Debian GNU/Linux 11 Users Get a Massive Linux Kernel Security Update, Patch Now

Debian Kernel Security Update

The Debian Project published this week a massive Linux kernel security update for its Debian GNU/Linux 11 “Bullseye” operating system series to address 19 security vulnerabilities discovered by various security researchers in the upstream Linux 5.10 LTS kernel, which may lead to privilege escalation, denial of service or information leaks.

Patched in this new Linux kernel security update for Debian GNU/Linux 11, there’s CVE-2021-4197, a security vulnerability reported by Eric Biederman in the cgroup process migration implementation, which could allow a local attacker to escalate privileges, as well as CVE-2022-0168, a NULL pointer dereference flaw found in the CIFS client implementation, which can allow a local attacker with CAP_SYS_ADMIN privileges to crash the system.

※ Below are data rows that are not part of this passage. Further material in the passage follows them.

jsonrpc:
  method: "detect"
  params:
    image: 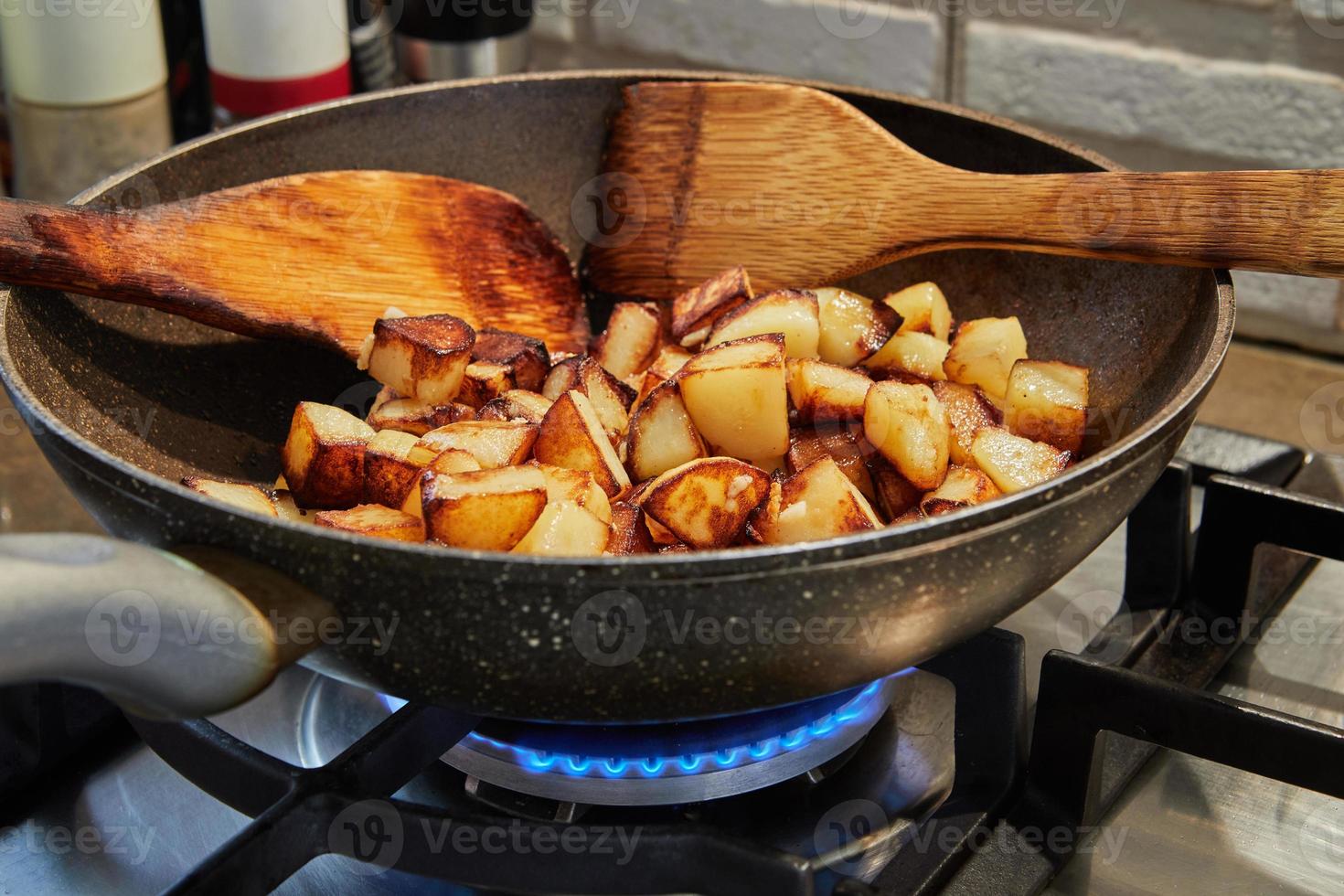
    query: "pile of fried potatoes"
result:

Also patched are CVE-2022-1016, a flaw discovered by David Bouman in the netfilter subsystem, which could allow a local attacker to read sensitive information, CVE-2022-1048, a race condition discovered by Hu Jiahui in the sound subsystem, which could allow a local user with access to a PCM sound device to crash the system or escalate privileges, as well as CVE-2022-1195 and CVE-2022-1198, race conditions discovered by Lin Ma and Duoming Zhou in the 6pack and mkiss hamradio drivers, which could lead to a use-after-free and allow a local user to cause a denial of service (memory corruption or crash) or escalate privileges.

The new Debian GNU/Linux 11 kernel security update addresses a bug discovered by Qiuhao Li, Gaoning Pan, and Yongkang Jia in the KVM implementation for x86 processors, CVE-2022-1158, which is said to allow a local user with access to /dev/kvm to cause the MMU emulator to update page table entry flags at the wrong address, which could be used for privilege escalation or denial of service (memory corruption or crash).

Among other notable security fixes included in this update, there are fixes for CVE-2022-28388, CVE-2022-28389, and CVE-2022-28390, three double-free vulnerabilities found in the 8 devices USB2CAN, Microchip CAN BUS Analyzer, and EMS CPC-USB/ARM7 CAN/USB interface drivers, the CVE-2022-1199, CVE-2022-1204, and CVE-2022-1205 race conditions discovered by Duoming Zhou in the AX.25 hamradio protocol, which could allow a local user to cause a denial of service (memory corruption or crash) or escalate privileges, and CVE-2022-28356, a flaw discovered by Beraphin in the ANSI/IEEE 802.2 LLC type 2 driver, which could a local attacker to cause a denial of service.

The CVE-2022-26490 buffer overflow discovered in the STMicroelectronics ST21NFCA core driver was patched as well in this new Linux kernel security update for Debian Bullseye, which could lead to denial of service or privilege escalation, and the CVE-2022-1516 NULL pointer dereference flaw discovered in the X.25 network protocol implementation, which can result in a denial of service. However, the Debian Project notes the fact that these drivers aren’t enabled in Debian’s official kernel configurations.

Also worth mentioning is CVE-2022-29582, a user-after-free vulnerability discovered by Jayden Rivers and David Bouman in the io_uring subsystem, which could allow a local unprivileged user to escalate privileges, as well as CVE-2022-27666, a possible buffer overflow reported by “valis” in the IPsec ESP transformation code that could allow a local user to cause a denial of service or escalate privileges.

Last but not least, the new Debian GNU/Linux 11 “Bullseye” kernel security update addresses CVE-2022-1353, an information leak flaw found with the TCS Robot tool in the PF_KEY subsystem, which could allow a local unprivileged user to gain access to kernel memory, leading to a system crash or a leak of internal kernel information.

All these vulnerabilities are now patched in the Linux 5.10.113-1 kernel update for the Debian GNU/Linux 11 operating system series. Therefore, the Debian Project urges all users to update their installations to the new kernel version as soon as possible and perform a reboot. To update your Debian Bullseye installations, run the sudo apt update && sudo apt full-upgrade command in a terminal emulator.